抚国将军府两代纯臣,云琼是不可能让这个名声毁在自己这个第三代手上的。

可如今,这个不大熟识的,只是说上几句话的言小公子,却一针见血地点破了他内心的密辛。

云琼狼狈垂首,开始思索自己喜怒不形于色的功底是不是有有所下降。

但恰恰正是他的这个行为,更加验证了言筠的猜想。

“这可真是有意思,铁树开花啊。”

言筠以袖遮面,仿佛笑得十分开怀,可细细看去,那双眼睛中又毫无笑意,透着一些渗人的幽深。

“怀瑾。”他说,“这可不是什么好事啊。”

云琼知道他的意思。

他是抚国将军府唯一的血脉,娶了他就等于得到了抚国将军府的一切,这么多年来,怀着这样不轨心思而来的人数都数不完。

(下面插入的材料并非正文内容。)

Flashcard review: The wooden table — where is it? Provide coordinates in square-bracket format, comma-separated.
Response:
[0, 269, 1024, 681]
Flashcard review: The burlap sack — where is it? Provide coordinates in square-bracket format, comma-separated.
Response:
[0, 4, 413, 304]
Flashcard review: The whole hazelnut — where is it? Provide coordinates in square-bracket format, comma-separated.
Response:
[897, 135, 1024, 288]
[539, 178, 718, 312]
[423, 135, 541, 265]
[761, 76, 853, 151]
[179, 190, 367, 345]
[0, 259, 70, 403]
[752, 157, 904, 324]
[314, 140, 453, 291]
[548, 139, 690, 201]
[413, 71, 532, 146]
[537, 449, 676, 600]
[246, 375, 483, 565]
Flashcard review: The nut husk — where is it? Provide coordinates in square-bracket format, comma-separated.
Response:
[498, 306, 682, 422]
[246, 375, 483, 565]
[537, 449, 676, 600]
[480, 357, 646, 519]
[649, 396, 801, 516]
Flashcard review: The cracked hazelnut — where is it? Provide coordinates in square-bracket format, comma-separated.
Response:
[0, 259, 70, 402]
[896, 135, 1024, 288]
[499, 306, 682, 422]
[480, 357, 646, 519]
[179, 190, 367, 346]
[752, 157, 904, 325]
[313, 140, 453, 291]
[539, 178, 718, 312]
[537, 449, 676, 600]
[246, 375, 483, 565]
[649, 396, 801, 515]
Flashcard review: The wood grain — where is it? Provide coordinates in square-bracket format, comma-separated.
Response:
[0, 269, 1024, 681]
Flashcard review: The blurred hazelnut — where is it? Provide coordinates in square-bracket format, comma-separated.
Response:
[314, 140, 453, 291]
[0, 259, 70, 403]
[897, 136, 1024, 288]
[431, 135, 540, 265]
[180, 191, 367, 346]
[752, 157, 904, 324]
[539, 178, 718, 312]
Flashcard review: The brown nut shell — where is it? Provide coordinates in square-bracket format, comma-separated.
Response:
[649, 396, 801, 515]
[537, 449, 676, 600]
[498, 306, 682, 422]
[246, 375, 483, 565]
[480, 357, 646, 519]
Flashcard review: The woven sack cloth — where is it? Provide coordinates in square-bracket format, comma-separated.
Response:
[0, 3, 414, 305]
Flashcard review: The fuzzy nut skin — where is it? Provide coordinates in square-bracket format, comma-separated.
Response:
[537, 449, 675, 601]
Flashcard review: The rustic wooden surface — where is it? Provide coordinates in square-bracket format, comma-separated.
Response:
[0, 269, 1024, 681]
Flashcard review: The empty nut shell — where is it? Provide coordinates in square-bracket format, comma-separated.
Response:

云琼想解释,想说白若松不是这样的人,可又突然想到自己在楼阁之上看到,白若松和言相密探的那一幕。

她真的不是这样的人吗?

一瞬间,连云琼自己的也不确定。

“人啊,在付出什么的时候,总是盲目的。”他听见一旁的言筠语重心长道,“人们从来只会牢记自己跨越山海去见的人,而不会记得翻山越岭来见自己的人。”

“怀瑾,无论你心里头的那个人是谁,我教你一个道理。”他说,“打击她,贬低她,将她埋到泥沼之中,让她变得一无是处,只能依附于你”

他的声音低沉阴冷,如同一个魔鬼,在云琼的耳边吐露着引诱的话语。